Notice that one of the paragraphs contains a single word.

Absolutely. To reiterate, though: a paragraph is by definition [answers.com] a collection of sentences. That collection may, given certain circumstances (usually in either a narrative peice or in dialog, as in your example), be only one sentence long. Furthermore, that one sentence could conceivably consist of just one word. However, this does not mean that every instance of a single word surrounded by hard returns is a sentence. For example...

A.

The.

At.

Not sentences. Not paragraphs.

In English usage, a paragraph is part of a heirarchy of meaning that starts with memes and builds up through words, clauses, sentences, paragraphs, and so on to the document whole. As a unit of meaning in expository writing, it is defined as a collection of sentences which combine to deliver a main idea and supporting evidence. That meaning is somewhat looser in narrative, dialog and a few other forms of writing, but even then you'll notice that a properly structured paragraph is used to deliver a unit of meaning - one persons turn in speaking, emphasis on a particular term or phrase, etc.

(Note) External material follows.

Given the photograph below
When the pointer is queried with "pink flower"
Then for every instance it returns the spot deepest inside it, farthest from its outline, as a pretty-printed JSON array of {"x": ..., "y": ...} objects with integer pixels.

In other words, there is a rhyme and reason to where paragraph breaks occur in written language, and it is not - or should not be - an arbitrary insertion of a hard return. This, of course, is not to imply that anyone here said it was, but only to support the argument that a paragraph serves more than just a typographic function. It is an integral part of making written language comprehensible.

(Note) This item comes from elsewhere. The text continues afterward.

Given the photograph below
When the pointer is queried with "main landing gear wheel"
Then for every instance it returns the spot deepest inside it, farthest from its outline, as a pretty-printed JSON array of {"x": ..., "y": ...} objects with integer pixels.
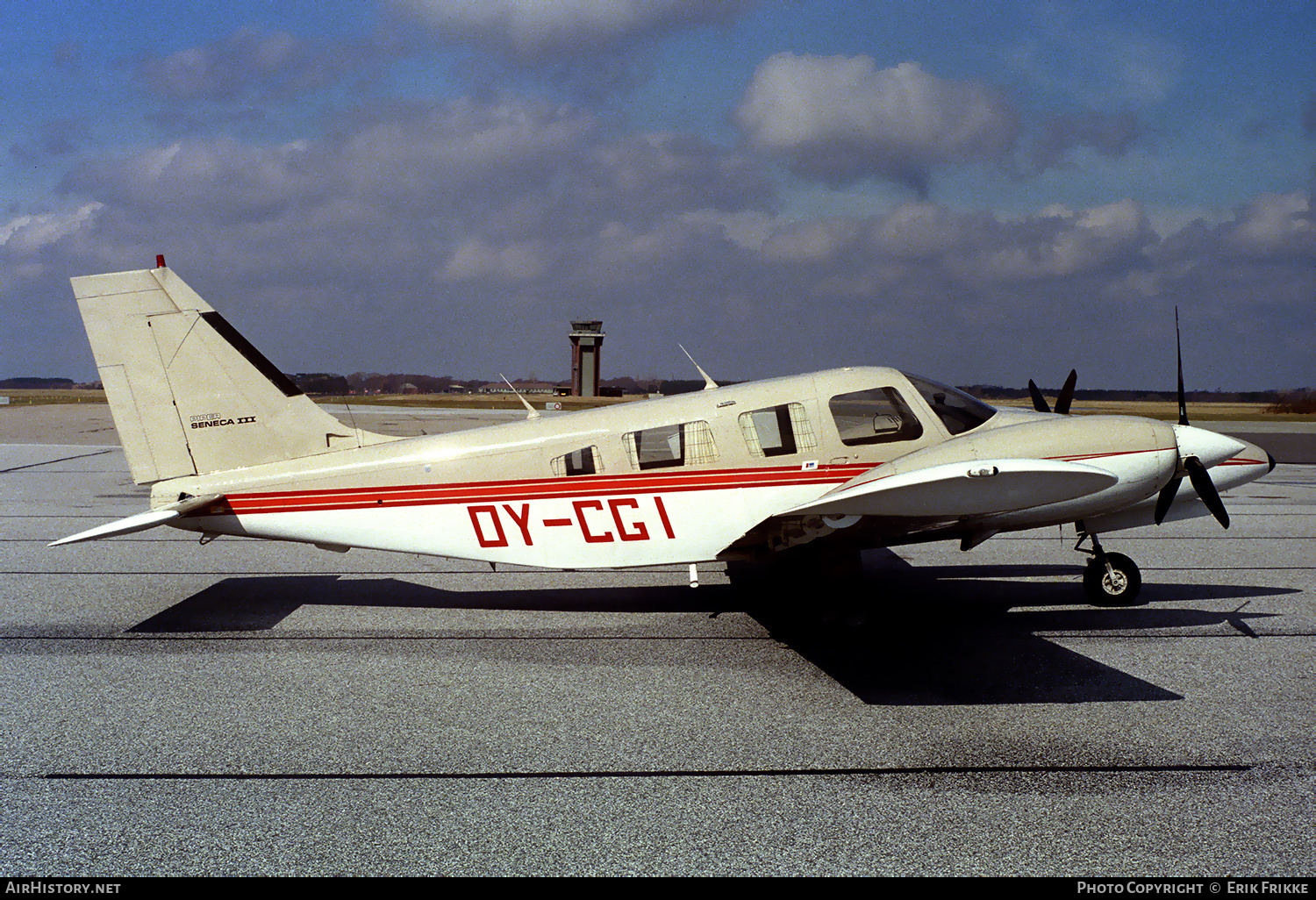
[{"x": 1113, "y": 583}]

However, bedlams idea that a paragraph in a web document is intended to be considered typographically is an interesting notion. I would be interested to see if anything in the W3 documentation supports that. I think knowing that intended use of the paragraph in the Semantic Web would go a long way toward settling this. If a purely typographical construct, then the concerns raised by ambiguous applications are fairly well resolved: hard return = paragraph. If not, we're still in la-la land.

[added]
I'm beginning to think that bedlam may be right. In reading what I'm capable of understanding in the Semantic Web documents (ugh), it seems to me that they pretty quickly moved beyond the use of HTML markup as a way to deliver meaning within the structure of a document. The progression, according to several documents, seems to have been META tags, semantic HTML markup tags, XML, and finally RDF. XML and RDF allow authors to assign the meaning they need to a document in a far more specific way than HTML allows. From Simon Willisons webblog:

Sure, marking something up as a paragraph or header is more meaningful than leaving it in a semantically uninteresting div or span, but to be truely semantic the markup would need to tell us what the element actually is - a headline, or the author of an article, or a list of navigation options for the page. That kind of information is the realm of XML.

So bedlam, your point is well taken.
[/added]

cEM

jetboy




msg:559140
 4:14 pm on Nov 9, 2005 (gmt 0)

In *isolation*:

<div class="serial">12345</div>

But the semantic weight of a piece of data is not only derived from the actual data, but also the data around it. If the data around it is logically connected, as in encyclo's first example, then the rules change.

<dl>
<dt>Product</dt>
<dd>
<ul>
<li class="serial">12345</li>
<li class="colour">red</li>
<li class="weight">1 ton</li>
</ul>
</dd>
</dl>

The serial number is part of a *list* of attributes that go towards *defining* the nature of the product. Whether that's a wholly legitimate use for a definition list is open to debate, but to answer the question:

does text need to be contained in an element with semantic value, even if the semantic value doesn't precisely match the purpose of the text?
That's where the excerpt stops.